Era el director del hospital; Bird recordó haberlo visto restregándose las manos junto a su mujer. Le miró, esperando que dijera algo. Pero en vez de comenzar las explicaciones, el director sacó una pipa de su arrugada bata de cirujano y la llenó de tabaco. Era un hombre bajo, con aspecto de tonel, obeso en extremo, lo que le daba un aire melancólico, pesado y de pretenciosa pompa. Tenía la bata sucia y abierta a la altura del pecho, tan peludo como el lomo de un camello. Las mejillas, el labio superior y el buche de grasa que le colgaba hasta la garganta estaban cubiertos de barba. Quizá no había tenido tiempo de afeitarse esta mañana: desde ayer por la tarde luchaba por salvarle la vida al bebé. Bird se sintió agradecido, por supuesto, pero algo sospechoso en ese doctor peludo y de mediana edad le impedía bajar la guardia. Como si, por debajo de su piel hirsuta, se ocultara algo peligroso.

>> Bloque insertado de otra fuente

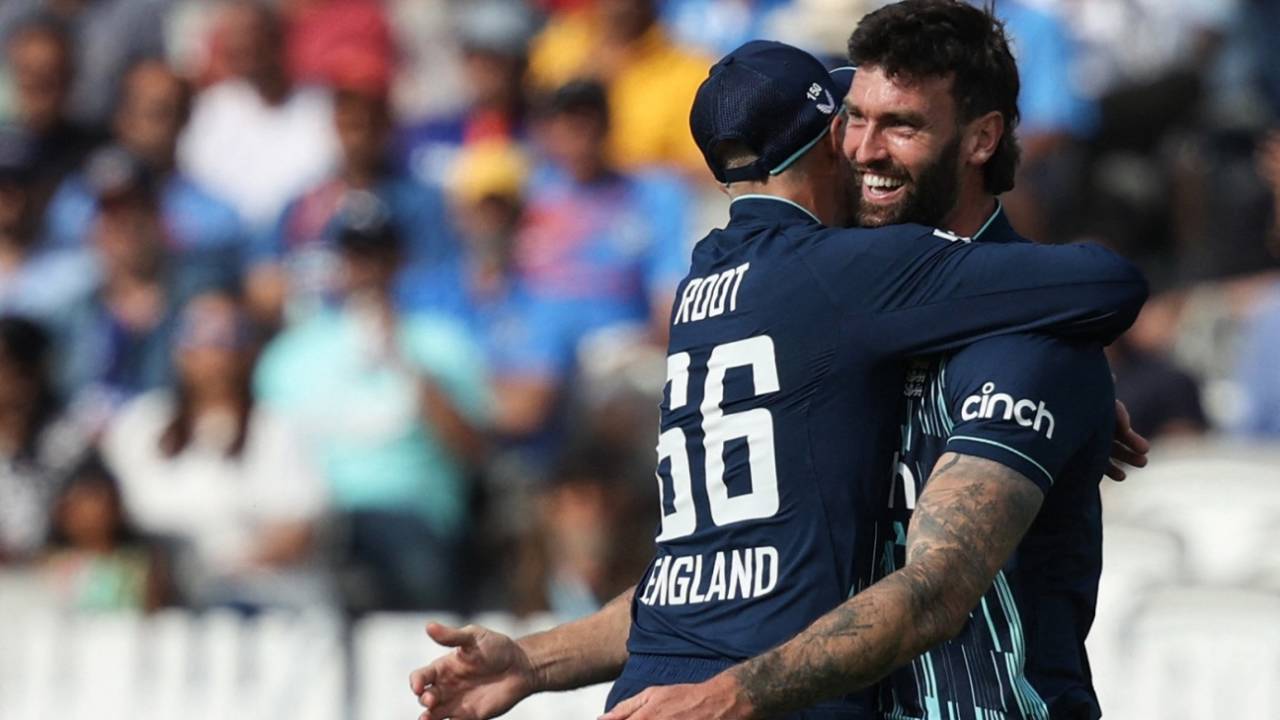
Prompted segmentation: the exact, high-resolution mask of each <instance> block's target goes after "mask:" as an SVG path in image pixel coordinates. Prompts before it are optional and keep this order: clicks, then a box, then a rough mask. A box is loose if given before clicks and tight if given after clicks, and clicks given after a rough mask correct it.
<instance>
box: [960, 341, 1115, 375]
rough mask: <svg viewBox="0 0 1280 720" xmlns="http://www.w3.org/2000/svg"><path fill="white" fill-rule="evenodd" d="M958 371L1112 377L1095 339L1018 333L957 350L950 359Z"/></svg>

Finalmente, el director se quitó la pipa de sus gruesos labios y, sosteniéndola con una mano regordeta, enfrentó de pronto la mirada firme de Bird y preguntó:
– ¿Quiere ver la cosa antes? -La voz sonó excesivamente alta para las circunstancias.
– ¿El bebé está muerto? -preguntó Bird.
Durante un segundo, el director lo miró con extrañeza, pero en seguida borró la expresión con una sonrisa ambigua.
– Claro que no -dijo-. De momento, tiene voz fuerte y movimientos vigorosos.